Voici une mini-série de 8 episode oscillant entre 50 mn et 1h30 l'episode, qui envoie du très lourd.
Une série qui nous renvoie dans la gueule la lumière crue d'une réalité faisant froid dans le dos. Nous sommes loin des séries judiciaires/policières/pénitentiaires habituelles, où les joutes oratoires, les belles salles d'audience, les prisons stylisées et les sourires ultra bright tiennent le haut du pavé, très loin du terrain de la vraie vie.
Ici c'est le quotidien sans fard d'un commissariat de police au petit matin, c'est une salle d'audience mal eclairée et plutot etriquée avec des visages fatigués, c'est une plongée brutale dans le système carcéral, c'est la fin d'une innocence en un clignement d'oeil, ce sont des intervenants sans superpouvoirs, c'est une réalité sans artifices cinématographiques, qui nous fait peur dans le sens où ça pourrait nous arriver à tout un chacun un jour, et que sans les lumières superficielles du 7ème art nous descendrions en enfer comme ce jeune pakistanais dont le changement de personnalité est fatalement prévisible, la peur nouée au ventre.
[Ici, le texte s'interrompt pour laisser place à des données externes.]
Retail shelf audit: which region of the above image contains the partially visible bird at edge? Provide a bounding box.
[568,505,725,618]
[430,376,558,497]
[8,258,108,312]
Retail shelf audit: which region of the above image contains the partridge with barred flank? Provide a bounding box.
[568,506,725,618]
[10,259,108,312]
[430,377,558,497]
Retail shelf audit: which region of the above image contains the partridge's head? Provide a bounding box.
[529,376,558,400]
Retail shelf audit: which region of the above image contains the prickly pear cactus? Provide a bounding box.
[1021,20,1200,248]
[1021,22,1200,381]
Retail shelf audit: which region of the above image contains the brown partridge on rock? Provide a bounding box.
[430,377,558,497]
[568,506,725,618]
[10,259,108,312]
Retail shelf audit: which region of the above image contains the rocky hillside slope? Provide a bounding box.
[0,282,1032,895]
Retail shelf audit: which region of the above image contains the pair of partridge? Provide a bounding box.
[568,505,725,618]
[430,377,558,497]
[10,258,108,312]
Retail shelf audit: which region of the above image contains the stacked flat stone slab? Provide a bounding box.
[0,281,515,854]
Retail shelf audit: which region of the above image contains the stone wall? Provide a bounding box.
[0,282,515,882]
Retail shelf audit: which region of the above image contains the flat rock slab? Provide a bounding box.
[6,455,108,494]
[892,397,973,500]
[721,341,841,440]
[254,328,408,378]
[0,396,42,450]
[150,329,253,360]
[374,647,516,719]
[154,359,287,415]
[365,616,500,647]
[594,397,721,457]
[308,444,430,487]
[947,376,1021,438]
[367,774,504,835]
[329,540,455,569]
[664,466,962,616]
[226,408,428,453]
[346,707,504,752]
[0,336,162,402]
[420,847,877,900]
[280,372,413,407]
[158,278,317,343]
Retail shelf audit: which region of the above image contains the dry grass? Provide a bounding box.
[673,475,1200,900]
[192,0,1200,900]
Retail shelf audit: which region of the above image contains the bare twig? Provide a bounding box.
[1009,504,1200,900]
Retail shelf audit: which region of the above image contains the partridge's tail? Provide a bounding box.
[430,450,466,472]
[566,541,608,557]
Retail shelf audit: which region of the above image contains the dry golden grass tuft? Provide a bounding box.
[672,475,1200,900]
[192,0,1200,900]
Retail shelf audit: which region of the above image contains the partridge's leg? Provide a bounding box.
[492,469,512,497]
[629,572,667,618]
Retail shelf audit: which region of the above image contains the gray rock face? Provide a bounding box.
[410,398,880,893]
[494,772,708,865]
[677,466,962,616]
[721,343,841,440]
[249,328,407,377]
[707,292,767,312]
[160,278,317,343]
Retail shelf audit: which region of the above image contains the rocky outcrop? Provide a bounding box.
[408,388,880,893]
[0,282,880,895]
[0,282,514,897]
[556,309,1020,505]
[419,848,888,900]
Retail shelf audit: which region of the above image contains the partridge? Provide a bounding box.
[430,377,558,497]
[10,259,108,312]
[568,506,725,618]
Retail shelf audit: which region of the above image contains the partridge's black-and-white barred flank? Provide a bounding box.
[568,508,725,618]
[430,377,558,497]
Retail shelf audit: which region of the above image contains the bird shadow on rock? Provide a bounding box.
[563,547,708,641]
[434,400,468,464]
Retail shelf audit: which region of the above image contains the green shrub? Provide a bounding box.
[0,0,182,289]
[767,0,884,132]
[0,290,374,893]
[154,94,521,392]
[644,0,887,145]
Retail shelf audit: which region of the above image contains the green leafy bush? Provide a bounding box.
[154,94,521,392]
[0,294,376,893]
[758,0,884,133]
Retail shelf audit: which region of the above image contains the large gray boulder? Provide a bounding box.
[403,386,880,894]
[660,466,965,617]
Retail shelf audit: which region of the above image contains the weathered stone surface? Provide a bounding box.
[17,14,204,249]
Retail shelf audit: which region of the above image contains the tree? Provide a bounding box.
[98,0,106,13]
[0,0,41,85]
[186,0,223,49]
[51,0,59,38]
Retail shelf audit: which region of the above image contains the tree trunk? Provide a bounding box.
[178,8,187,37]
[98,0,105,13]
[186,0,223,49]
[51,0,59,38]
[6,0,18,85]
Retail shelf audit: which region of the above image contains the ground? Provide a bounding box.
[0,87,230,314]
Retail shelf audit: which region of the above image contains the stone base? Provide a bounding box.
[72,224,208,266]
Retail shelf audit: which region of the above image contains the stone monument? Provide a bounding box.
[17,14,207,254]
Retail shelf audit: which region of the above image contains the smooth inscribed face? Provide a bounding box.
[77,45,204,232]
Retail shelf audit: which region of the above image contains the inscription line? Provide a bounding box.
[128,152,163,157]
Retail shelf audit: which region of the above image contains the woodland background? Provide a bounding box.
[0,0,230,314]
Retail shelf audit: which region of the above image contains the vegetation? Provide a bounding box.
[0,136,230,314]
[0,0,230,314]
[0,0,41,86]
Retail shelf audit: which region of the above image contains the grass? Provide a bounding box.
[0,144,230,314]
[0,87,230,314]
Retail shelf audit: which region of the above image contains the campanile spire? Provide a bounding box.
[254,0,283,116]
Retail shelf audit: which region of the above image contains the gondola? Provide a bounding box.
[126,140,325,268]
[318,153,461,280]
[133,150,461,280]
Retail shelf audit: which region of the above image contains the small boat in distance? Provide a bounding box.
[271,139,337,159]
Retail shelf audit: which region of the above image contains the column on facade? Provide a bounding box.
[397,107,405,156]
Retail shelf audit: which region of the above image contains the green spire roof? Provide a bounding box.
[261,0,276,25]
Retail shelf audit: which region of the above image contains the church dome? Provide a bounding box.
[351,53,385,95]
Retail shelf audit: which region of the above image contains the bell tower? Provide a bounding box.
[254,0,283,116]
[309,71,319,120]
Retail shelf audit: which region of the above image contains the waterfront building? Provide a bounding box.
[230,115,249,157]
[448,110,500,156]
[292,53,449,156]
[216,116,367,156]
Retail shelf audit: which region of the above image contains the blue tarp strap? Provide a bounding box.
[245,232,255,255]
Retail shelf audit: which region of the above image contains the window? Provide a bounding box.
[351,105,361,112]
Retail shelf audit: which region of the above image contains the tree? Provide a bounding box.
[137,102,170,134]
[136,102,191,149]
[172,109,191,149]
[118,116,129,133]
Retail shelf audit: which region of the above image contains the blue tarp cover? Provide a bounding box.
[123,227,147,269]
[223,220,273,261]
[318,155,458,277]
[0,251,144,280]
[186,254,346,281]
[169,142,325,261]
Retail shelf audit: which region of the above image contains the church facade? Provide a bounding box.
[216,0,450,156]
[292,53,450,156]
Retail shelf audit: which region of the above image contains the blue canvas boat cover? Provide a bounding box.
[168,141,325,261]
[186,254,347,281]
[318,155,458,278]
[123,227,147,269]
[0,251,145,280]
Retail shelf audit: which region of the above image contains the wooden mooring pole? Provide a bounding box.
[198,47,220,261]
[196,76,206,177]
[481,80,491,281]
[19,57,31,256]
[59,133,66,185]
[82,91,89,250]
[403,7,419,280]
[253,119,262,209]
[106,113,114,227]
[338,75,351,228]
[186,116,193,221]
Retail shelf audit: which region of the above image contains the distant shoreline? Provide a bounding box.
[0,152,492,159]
Le réalisateur arrive à nous faire croire parfois que c'est plutot un documentaire qu'une série tv, tant on sent la crasse, la frayeur et l'injustice, en même temps qu'une normalité banalement terrifiante une fois du mauvais coté des barreaux.
Cette série parvient, sans rythme effréné, à installer tout un cadre solide dès le pilote, et à instiller doutes et revirements d'opinions tout du long.
Car en plus d'etre une descente aux enfers d'un etudiant lambda du Queens, les scénaristes nous proposent une vraie intrigue policière, dont on ne peut pas deviner le dénouement, et encore plus fort, qui nous oblige à nous triturer les méninges, changeant d'avis à chaque épisode, grace à des pistes/fausses pistes et suppositions subjectives.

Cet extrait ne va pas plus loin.